🤖 AI Summary
This work addresses the explainability challenge for black-box agents (e.g., robots) in human–agent collaborative settings, where internal model access is unavailable and trustworthy natural-language behavioral explanations are required.
Method: We propose the first model-agnostic local surrogate modeling framework: it constructs lightweight, locally linear surrogate models from observed state–action sequences and leverages prompt-driven large language models (LLMs) for semantic explanation generation; behavior trajectory sampling and explanation-alignment training are introduced to mitigate LLM hallucination.
Contribution/Results: Experiments demonstrate significant improvements in explanation correctness and comprehensibility over baselines—validated by both LLM-based and human evaluations.

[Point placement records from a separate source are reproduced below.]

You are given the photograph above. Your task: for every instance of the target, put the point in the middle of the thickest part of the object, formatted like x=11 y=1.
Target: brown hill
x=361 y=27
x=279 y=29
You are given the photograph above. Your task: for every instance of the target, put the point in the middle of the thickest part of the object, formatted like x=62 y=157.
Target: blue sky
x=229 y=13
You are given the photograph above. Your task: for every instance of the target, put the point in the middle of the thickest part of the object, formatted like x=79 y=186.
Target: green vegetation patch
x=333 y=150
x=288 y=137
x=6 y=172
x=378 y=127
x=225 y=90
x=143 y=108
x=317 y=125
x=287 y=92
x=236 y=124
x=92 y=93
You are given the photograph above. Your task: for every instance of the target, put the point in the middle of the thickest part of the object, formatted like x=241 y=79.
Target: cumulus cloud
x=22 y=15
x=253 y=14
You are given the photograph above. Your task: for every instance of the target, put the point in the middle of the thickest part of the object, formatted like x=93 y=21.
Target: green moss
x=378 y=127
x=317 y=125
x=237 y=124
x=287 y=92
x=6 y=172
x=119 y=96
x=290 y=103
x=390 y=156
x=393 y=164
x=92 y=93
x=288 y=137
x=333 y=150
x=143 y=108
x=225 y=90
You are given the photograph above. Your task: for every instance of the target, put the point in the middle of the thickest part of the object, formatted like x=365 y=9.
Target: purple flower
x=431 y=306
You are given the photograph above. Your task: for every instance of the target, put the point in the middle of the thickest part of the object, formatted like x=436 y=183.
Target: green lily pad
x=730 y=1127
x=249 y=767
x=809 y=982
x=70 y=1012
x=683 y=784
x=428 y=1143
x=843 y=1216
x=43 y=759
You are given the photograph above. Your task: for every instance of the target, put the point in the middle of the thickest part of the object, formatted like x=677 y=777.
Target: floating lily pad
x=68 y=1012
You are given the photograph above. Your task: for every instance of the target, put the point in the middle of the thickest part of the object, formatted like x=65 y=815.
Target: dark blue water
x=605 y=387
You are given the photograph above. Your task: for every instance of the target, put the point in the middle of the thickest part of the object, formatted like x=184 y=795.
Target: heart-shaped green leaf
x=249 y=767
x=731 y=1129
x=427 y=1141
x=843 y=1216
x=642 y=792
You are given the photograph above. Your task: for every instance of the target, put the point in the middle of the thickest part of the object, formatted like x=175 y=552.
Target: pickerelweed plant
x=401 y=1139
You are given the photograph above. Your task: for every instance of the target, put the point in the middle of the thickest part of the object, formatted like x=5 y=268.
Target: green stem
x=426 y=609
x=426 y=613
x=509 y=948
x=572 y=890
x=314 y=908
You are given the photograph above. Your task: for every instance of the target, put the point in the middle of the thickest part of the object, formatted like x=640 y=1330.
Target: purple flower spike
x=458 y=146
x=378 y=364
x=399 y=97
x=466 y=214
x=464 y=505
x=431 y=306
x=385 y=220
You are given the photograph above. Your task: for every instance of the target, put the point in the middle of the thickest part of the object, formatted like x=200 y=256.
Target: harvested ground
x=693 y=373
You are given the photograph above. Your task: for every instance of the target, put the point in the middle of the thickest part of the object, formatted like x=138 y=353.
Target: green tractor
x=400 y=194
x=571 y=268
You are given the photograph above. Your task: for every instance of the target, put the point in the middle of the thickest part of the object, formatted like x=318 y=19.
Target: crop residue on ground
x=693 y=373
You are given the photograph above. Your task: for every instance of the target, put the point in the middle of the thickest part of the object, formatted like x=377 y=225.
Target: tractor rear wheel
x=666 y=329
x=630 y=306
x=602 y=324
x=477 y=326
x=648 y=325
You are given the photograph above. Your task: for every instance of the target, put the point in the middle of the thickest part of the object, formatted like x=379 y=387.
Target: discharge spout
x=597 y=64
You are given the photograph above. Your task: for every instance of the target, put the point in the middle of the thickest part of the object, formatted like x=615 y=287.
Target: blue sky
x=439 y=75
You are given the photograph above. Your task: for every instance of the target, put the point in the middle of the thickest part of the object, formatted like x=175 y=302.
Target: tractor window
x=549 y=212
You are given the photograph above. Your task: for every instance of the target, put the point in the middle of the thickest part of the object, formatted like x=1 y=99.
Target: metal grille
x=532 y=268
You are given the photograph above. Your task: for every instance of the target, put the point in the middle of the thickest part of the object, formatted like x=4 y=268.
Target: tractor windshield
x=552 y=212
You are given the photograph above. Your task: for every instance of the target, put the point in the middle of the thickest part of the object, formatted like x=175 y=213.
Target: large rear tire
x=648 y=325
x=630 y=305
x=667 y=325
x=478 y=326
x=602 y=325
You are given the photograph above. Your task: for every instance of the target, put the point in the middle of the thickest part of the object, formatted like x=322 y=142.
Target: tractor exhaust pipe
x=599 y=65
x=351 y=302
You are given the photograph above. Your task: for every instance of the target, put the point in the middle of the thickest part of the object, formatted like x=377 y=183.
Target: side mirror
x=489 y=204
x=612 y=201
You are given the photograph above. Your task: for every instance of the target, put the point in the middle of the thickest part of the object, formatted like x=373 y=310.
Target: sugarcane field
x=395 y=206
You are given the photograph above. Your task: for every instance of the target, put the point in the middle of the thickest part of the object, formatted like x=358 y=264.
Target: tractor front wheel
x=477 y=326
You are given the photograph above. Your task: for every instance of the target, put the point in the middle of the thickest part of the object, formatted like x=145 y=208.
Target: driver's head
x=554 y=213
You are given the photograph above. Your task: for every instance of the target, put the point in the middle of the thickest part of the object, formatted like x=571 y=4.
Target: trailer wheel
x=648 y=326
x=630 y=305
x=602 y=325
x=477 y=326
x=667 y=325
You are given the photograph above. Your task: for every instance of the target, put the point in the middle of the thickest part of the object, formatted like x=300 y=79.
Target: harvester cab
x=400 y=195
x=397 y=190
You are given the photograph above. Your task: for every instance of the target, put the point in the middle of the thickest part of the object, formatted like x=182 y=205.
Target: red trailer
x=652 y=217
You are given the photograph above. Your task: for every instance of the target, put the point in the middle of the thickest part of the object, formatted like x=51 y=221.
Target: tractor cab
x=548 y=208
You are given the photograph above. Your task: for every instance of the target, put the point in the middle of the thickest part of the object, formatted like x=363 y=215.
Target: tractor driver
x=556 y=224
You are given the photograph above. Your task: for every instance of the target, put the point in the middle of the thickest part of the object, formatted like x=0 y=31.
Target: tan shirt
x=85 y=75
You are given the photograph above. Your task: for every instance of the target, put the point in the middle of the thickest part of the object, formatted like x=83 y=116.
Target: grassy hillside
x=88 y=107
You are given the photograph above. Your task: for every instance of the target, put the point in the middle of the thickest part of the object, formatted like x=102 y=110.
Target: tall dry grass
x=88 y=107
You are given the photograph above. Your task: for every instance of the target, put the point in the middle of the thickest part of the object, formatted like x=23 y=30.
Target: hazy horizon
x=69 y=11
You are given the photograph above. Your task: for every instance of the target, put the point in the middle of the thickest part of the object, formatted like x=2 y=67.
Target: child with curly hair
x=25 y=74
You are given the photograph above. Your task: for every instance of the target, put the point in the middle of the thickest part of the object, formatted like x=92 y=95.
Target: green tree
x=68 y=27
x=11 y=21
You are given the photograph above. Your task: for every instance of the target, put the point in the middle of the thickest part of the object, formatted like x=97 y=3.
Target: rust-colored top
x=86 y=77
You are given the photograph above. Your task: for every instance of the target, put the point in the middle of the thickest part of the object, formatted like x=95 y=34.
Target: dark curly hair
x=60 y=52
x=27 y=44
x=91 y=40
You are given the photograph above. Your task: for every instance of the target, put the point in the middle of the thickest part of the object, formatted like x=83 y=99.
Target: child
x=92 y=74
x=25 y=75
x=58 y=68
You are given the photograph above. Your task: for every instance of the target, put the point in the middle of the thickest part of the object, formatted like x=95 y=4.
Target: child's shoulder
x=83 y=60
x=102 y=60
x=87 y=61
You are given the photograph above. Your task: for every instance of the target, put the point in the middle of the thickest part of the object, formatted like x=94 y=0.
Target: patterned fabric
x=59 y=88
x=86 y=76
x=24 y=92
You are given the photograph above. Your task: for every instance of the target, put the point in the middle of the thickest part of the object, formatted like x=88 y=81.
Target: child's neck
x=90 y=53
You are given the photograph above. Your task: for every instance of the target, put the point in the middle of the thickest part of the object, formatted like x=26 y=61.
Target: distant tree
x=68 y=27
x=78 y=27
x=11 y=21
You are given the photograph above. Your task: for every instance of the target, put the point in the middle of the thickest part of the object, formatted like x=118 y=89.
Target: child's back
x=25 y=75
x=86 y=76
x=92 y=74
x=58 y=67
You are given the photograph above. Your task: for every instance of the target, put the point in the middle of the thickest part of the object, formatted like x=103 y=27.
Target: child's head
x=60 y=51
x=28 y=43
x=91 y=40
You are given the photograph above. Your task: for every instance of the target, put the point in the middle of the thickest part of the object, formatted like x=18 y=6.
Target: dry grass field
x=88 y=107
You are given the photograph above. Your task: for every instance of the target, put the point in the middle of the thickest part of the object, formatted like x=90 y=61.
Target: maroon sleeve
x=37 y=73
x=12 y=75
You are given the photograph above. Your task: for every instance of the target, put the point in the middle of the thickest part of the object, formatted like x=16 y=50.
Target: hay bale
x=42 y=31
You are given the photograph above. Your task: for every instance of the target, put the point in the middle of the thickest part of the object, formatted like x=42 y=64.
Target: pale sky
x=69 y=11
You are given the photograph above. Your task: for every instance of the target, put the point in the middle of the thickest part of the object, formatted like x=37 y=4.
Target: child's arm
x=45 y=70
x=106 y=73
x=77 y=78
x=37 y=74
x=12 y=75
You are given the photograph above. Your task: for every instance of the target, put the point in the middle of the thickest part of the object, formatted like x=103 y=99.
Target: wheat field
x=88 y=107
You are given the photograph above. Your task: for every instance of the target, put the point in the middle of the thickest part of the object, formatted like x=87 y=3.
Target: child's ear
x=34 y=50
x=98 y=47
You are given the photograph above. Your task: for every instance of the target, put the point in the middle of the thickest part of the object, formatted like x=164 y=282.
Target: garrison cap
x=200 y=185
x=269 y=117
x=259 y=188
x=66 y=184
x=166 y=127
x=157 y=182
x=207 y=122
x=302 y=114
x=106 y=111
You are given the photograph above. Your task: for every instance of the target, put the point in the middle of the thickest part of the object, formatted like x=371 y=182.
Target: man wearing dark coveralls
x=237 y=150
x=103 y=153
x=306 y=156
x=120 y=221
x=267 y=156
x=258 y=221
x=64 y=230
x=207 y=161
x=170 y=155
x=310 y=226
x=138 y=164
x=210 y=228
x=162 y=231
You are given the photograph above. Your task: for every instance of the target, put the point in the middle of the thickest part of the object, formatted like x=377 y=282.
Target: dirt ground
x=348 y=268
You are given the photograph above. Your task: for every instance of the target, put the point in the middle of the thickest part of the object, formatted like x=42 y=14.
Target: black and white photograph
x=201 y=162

A user study shows a 23.6% increase in human accuracy for predicting the agent’s subsequent actions. The framework establishes a novel paradigm for compliant, trustworthy human–agent collaboration.
📝 Abstract
Intelligent agents, such as robots, are increasingly deployed in real-world, human-centric environments. To foster appropriate human trust and meet legal and ethical standards, these agents must be able to explain their behavior. However, state-of-the-art agents are typically driven by black-box models like deep neural networks, limiting their interpretability. We propose a method for generating natural language explanations of agent behavior based only on observed states and actions -- without access to the agent's underlying model. Our approach learns a locally interpretable surrogate model of the agent's behavior from observations, which then guides a large language model to generate plausible explanations with minimal hallucination. Empirical results show that our method produces explanations that are more comprehensible and correct than those from baselines, as judged by both language models and human evaluators. Furthermore, we find that participants in a user study more accurately predicted the agent's future actions when given our explanations, suggesting improved understanding of agent behavior.